General Themes & Cross-Cutting Patterns
The three audits and this council review surfaced four major cross-cutting themes:
Theme 1: Silent Failure is the Dominant Risk Pattern (HIGHEST CONCENTRATION)
- 7 catch→null locations in 5 files
- 20+ bare catch blocks in ChatServices.cs (base repo)
- 11+ fire-and-forget calls in AgentBackgroundService
- WebSocketBridge entire receive loop fire-and-forget
- Pattern: The codebase is resilient-by-fallthrough. Every layer has a "don't crash" blanket catch, but the aggregate effect is opacity — when something fails, there's no breadcrumb trail.
Theme 2: Null is Overloaded Everywhere (11+ meanings)

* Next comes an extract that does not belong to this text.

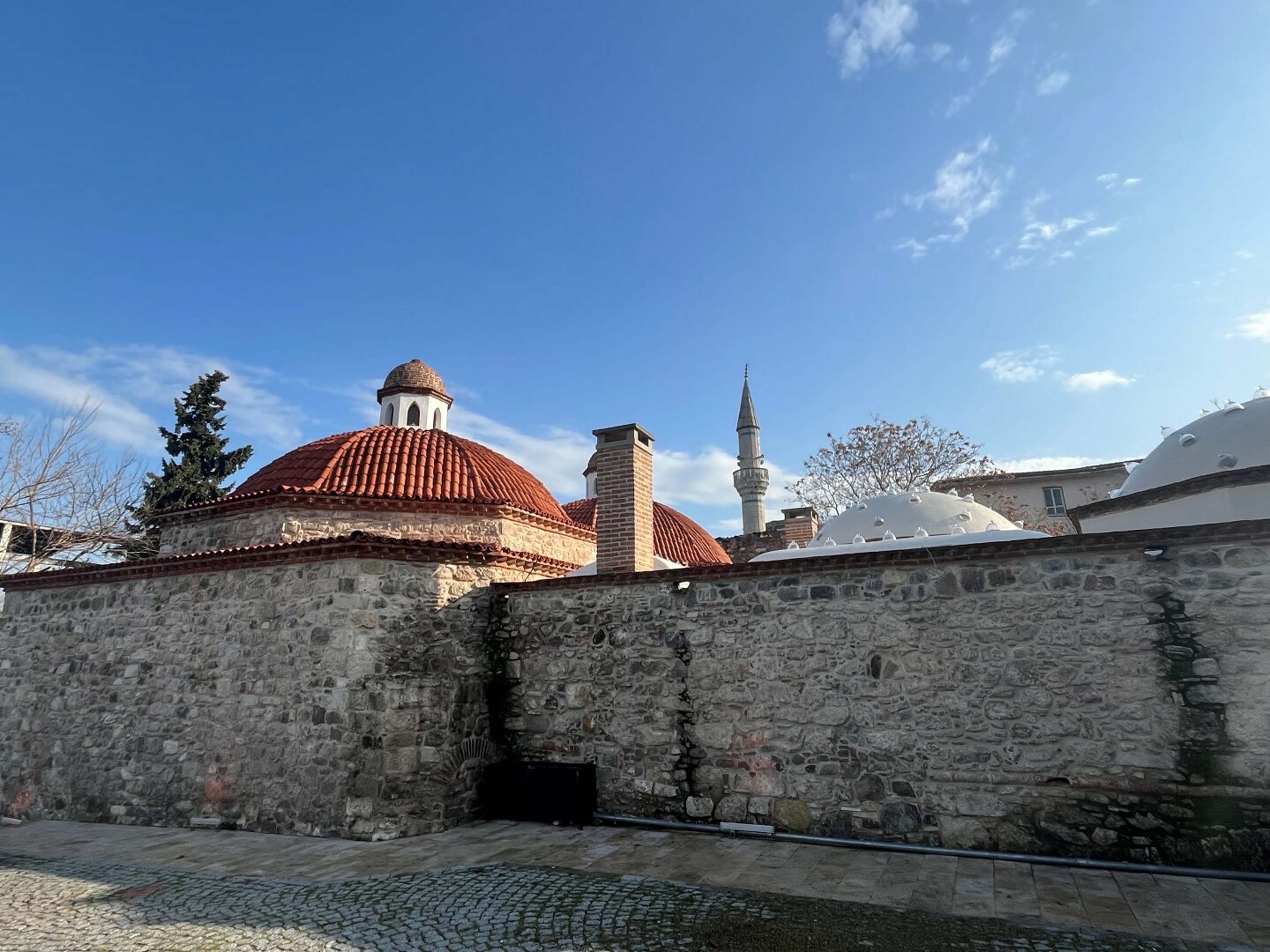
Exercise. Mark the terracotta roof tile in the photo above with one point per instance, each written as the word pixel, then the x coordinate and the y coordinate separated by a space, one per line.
pixel 675 536
pixel 353 545
pixel 408 464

- Parse failure, planner failure, LLM timeout, JSON error, network error, item not found, blueprint not found, not addressed, too far away, low confidence, unavailable
- Pattern: The codebase uses nullable return types as a universal error channel. Every nullable method has its own private semantics that callers must infer from context.
Theme 3: Architectural Migration Debt
- AgentBackgroundService is a documented God Object with 18+ responsibilities, 18 constructor parameters
- 3 separate BuildOrigin resolution paths in 3 layers
- HtnPlanner still has type-switch branches that docs claim were removed
- Dual state tracking (_currentGoal + facts, dual replan-throttle, dual ConcurrentDictionary)

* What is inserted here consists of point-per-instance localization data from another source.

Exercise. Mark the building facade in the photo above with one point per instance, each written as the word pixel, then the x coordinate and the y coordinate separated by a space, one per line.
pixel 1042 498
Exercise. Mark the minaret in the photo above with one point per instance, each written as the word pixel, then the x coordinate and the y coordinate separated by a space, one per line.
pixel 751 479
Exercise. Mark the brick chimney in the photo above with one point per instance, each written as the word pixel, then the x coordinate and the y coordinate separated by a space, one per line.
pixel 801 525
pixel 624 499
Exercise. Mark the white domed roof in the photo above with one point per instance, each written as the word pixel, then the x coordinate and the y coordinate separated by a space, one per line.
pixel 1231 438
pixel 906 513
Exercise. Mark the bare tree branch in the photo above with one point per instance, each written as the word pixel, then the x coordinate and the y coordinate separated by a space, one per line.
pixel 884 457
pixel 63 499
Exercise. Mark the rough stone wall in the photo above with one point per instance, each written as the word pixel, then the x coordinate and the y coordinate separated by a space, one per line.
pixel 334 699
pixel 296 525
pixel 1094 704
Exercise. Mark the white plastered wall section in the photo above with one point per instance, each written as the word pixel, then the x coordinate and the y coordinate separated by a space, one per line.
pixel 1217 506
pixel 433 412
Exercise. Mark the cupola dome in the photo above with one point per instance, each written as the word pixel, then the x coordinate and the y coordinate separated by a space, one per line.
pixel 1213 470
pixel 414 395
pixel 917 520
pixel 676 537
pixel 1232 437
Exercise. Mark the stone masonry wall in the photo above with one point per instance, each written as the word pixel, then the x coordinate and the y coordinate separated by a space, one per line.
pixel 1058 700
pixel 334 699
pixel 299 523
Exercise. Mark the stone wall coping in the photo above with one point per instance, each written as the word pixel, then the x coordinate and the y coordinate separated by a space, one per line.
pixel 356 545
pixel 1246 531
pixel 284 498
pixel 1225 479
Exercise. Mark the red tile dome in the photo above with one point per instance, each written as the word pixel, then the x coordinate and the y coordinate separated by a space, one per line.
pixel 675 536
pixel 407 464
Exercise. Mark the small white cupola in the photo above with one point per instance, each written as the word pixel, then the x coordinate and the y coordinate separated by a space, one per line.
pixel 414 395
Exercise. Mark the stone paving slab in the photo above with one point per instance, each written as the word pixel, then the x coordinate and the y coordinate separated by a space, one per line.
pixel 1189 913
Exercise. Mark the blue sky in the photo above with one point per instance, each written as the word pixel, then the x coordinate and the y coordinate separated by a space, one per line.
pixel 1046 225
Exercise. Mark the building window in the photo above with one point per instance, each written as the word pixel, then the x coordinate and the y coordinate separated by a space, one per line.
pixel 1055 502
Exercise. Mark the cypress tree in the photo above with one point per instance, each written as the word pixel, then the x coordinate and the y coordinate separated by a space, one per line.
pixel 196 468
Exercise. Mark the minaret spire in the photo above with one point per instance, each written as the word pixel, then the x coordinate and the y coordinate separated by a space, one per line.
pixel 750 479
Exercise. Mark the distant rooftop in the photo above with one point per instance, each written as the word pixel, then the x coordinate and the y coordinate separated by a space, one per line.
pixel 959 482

- Pattern: The migration from deterministic-first to LLM-first architecture is incomplete. Old and new systems coexist with implicit priority rules.

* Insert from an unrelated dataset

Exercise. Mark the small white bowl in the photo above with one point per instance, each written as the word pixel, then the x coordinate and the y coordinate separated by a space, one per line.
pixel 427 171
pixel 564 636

Theme 4: Documentation Drift is a Trust Problem
/api/aboutreports Sprint 36 / v0.37.0 at Sprint 45+- ReplanGovernor doc says "60s timeout" — actual is graduated delay [10,20,30,60]s
- HtnPlanner doc says "type-switch removed" — code still has them
- Phase status memory says "Sprint 41" — codebase is at Sprint 45+
- Pattern: Documentation is treated as a one-time artifact, not a living resource. Each sprint adds drift.
Patterns That Were NOT Called Out in the Original Audits
This council discovered 8 missed patterns (M-1 through M-8):
| # | Pattern | Files | Severity | Found By |
|---|---|---|---|---|
| M-1 | LLM provider catch→null bare catches | Anthropic/Gemini/OpenAI providers | HIGH | Cross-reference LLM providers |
| M-2 | WebSocketBridge ReceiveLoopAsync fire-and-forget | WebSocketBridge.cs | CRITICAL | Trace event receive path |
| M-3 | int.MinValue sentinel | HtnPlanner + HtnTaskLibrary | MEDIUM | Search for sentinel values |
| M-4 | State duplication | AgentBackgroundService (multiple fields) | LOW-MEDIUM | Trace state ownership |
| M-5 | ReplanGovernor XML doc stale | ReplanGovernor.cs | LOW | Compare doc to code |
| M-6 | HtnPlanner XML doc misleading | HtnPlanner.cs | LOW | Compare doc to code |
| M-7 | ChatServices.cs bare catches (base repo) | MemorySmith.App/Services/ChatServices.cs | HIGH | Search for catch-all blocks |
| M-8 | Test coverage gaps | Tests project | MEDIUM | No tests for any catch→null path |
The common root cause across all missed patterns: the audits focused on what they set out to find (planner architecture, build origin, runtime design) and didn't systematically search for identical patterns in adjacent code (LLM providers, WebSocket bridge, base repo services).